If the pre-bootstrap hook terminates with an exit code of 0, the job is permitted to run. Any other exit code results in the job being rejected, and job failure being reported to the Buildkite API.
agent-startup Agent Executed at agent startup, immediately prior to the agent being registered with Buildkite. Useful for initialising resources that will be used by all jobs that an agent runs, outside of the job lifecycle.
agent-shutdown Agent Executed when the agent shuts down. Useful for performing cleanup tasks for the entire agent, outside of the job lifecycle.

Creating agent lifecycle hooks

The Buildkite agent executes agent lifecycle hooks. These hooks can only be defined in the agent hooks-path directory. Agent lifecycle hooks can be executables written in any programming language. On Unix-like systems (such as Linux and macOS), hooks must be files that are executable by the user the agent is running as.

Use agent lifecycle hooks to prepare for or clean up after all jobs that may run. For example, use pre-bootstrap to block unwanted jobs from running or use agent-shutdown to tear down a service after all jobs are finished. If your hook uses details about any individual job to run, prefer job lifecycle hooks for those tasks instead.
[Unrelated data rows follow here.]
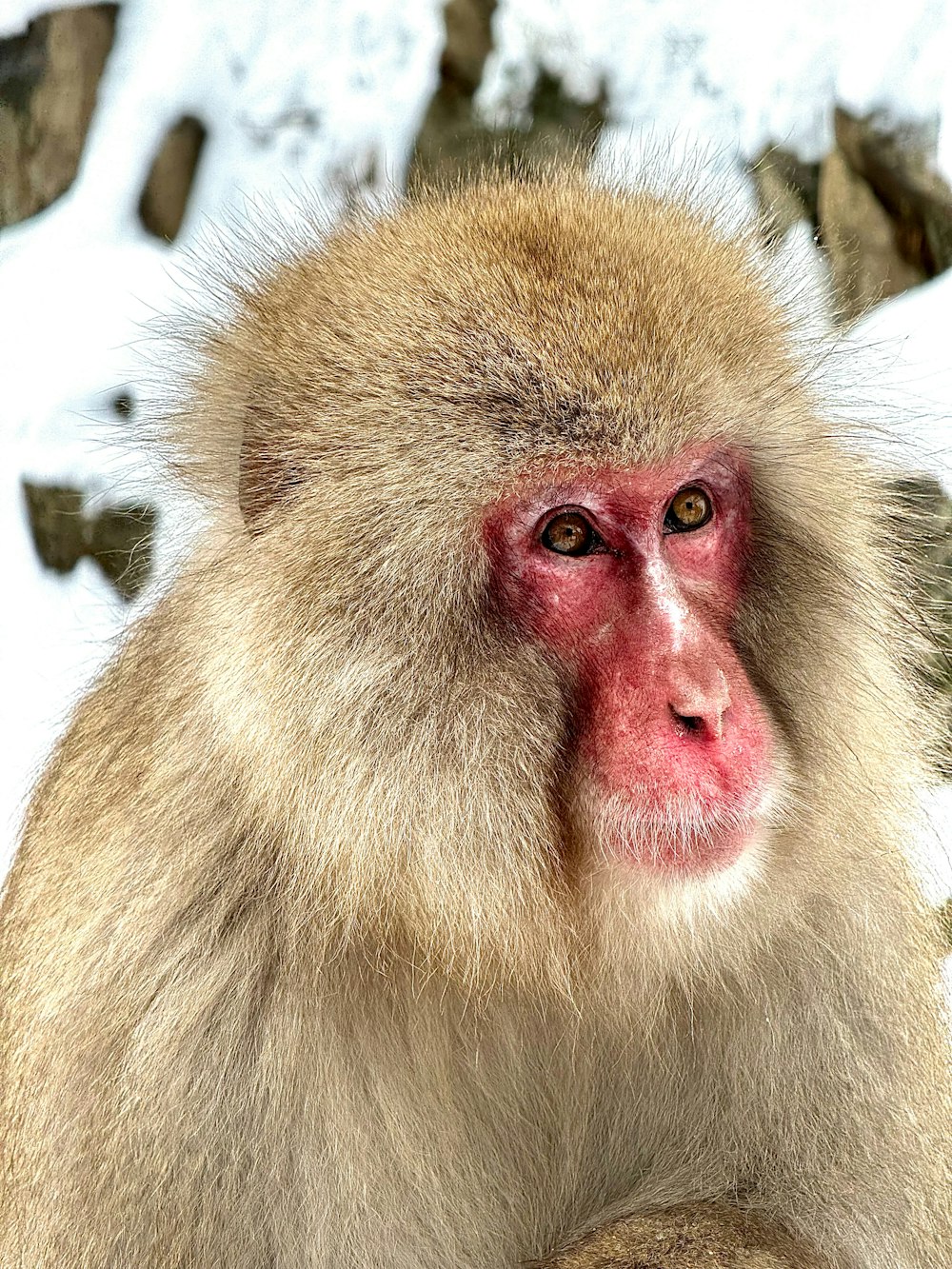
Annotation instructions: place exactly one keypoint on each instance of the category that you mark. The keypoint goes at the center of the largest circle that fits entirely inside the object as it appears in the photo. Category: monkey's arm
(691, 1237)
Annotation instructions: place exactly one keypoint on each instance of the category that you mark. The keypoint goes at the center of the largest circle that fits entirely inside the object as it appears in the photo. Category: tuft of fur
(295, 967)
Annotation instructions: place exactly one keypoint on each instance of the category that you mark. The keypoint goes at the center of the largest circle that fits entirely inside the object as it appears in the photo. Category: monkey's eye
(570, 533)
(691, 509)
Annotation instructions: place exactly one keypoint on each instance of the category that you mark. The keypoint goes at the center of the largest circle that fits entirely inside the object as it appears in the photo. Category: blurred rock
(898, 167)
(120, 537)
(164, 199)
(455, 144)
(49, 80)
(860, 240)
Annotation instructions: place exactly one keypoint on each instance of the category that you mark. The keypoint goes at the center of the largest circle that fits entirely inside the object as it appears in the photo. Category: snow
(322, 99)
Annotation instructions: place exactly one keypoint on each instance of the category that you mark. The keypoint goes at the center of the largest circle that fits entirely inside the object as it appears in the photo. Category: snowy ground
(326, 96)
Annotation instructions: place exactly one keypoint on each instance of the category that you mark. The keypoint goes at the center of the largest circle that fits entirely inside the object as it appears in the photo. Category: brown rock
(49, 80)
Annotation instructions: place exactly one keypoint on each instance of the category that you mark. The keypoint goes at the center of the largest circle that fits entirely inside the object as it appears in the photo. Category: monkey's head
(555, 613)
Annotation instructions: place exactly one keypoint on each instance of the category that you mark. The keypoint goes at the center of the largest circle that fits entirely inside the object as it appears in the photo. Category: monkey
(491, 849)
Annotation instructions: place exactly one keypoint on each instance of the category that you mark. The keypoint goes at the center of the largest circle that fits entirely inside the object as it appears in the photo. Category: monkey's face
(631, 580)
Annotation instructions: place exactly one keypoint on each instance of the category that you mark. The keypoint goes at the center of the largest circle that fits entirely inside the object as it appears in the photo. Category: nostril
(687, 724)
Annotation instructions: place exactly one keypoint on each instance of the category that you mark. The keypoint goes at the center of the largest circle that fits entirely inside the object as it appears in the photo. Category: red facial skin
(670, 736)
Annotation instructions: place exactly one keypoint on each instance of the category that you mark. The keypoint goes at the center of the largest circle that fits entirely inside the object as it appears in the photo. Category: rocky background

The agent exports few environment variables to agent lifecycle hooks. Read the agent lifecycle hooks table for details on the interface between the agent and each hook type.

Job lifecycle hooks

The following is a complete list of available job hooks, and the order in which they are run as part of each job:

Hook Location Order Description
environment Agent
Plugin (non-vendored) 		Runs before all other hooks. Useful for exporting secret keys.
pre-checkout Agent
Plugin (non-vendored) 		Runs before checkout.
checkout Plugin (non-vendored)
Agent 		Overrides the default git checkout behavior.
Note: As of Agent v3.15.0, if multiple checkout hooks are found, only the first will be run.
post-checkout Agent
Repository
Plugin (non-vendored) 		Runs after checkout.
environment Plugin (vendored) Unlike other plugins, environment hooks for vendored plugins run after checkout.
pre-command Agent
Repository
Plugin (non-vendored)
Plugin (vendored) 		Runs before the build command
command Plugin (non-vendored)
Plugin (vendored)
Repository
Agent 		Overrides the default command running behavior. If multiple command hooks are found, only the first will be run.
post-command Agent
Repository
Plugin (non-vendored)
Plugin (vendored) 		Runs after the command.
pre-artifact Agent
Repository
Plugin (non-vendored)
Plugin (vendored) 		Runs before artifacts are uploaded, if an artifact upload pattern was defined for the job.
post-artifact Agent
Repository
Plugin (non-vendored)
Plugin (vendored) 		Runs after artifacts have been uploaded, if an artifact upload pattern was defined for the job.
pre-exit Agent
Repository
Plugin (non-vendored)
Plugin (vendored) 		Runs before the job finishes. Useful for performing cleanup tasks.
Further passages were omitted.